Dopo quindici giorni, l’anziana è morta: i problemi respiratori che quel pomeriggio dell’8 dicembre 2006 l’avevano portata all’ospedale Belcolle si erano aggravati in modo irreversibile. 

A giudizio è finita una dottoressa dell’ospedale viterbese, accusata di omissione in atti d’ufficio. Parte civile al processo, il nipote della signora, rappresentato dall’avvocato Francesco Massatani.

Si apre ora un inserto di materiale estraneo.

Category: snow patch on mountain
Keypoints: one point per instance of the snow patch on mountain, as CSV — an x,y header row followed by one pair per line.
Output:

Ieri, la testimonianza dei medici e degli infermieri dell’ospedale Belcolle. Dal pronto soccorso, l’anziana era stata trasferita nel reparto di breve osservazione: una stanza in cui i pazienti meno gravi potevano rimanere anche per qualche giorno, comunque seguiti dal personale medico. L’anziana, invece, sarebbe stata abbandonata per ben sette ore. Visitata solo alle 21, quando un altro medico ha preso servizio.

“Abbiamo sollecitato più volte i medici che erano di turno – hanno detto le infermiere chiamate a testimoniare -. Ci dicevano che, appena avevano finito con gli altri pazienti, sarebbero andati dalla signora”. 

Sugli impegni che avrebbero impedito alla dottoressa di visitare l’anziana non c’è accordo: un’infermiera ha detto che il medico stava compilando una cartella clinica; la collega, invece, ha dichiarato che la dottoressa era impegnata con i pazienti più urgenti in codice giallo. Attività diverse che, chiaramente, avrebbero un diverso peso anche sulla decisione finale.

Il processo si chiuderà in extremis a marzo: il 4, l’ultima udienza, per sentire i testimoni che restano e procedere alla discussione.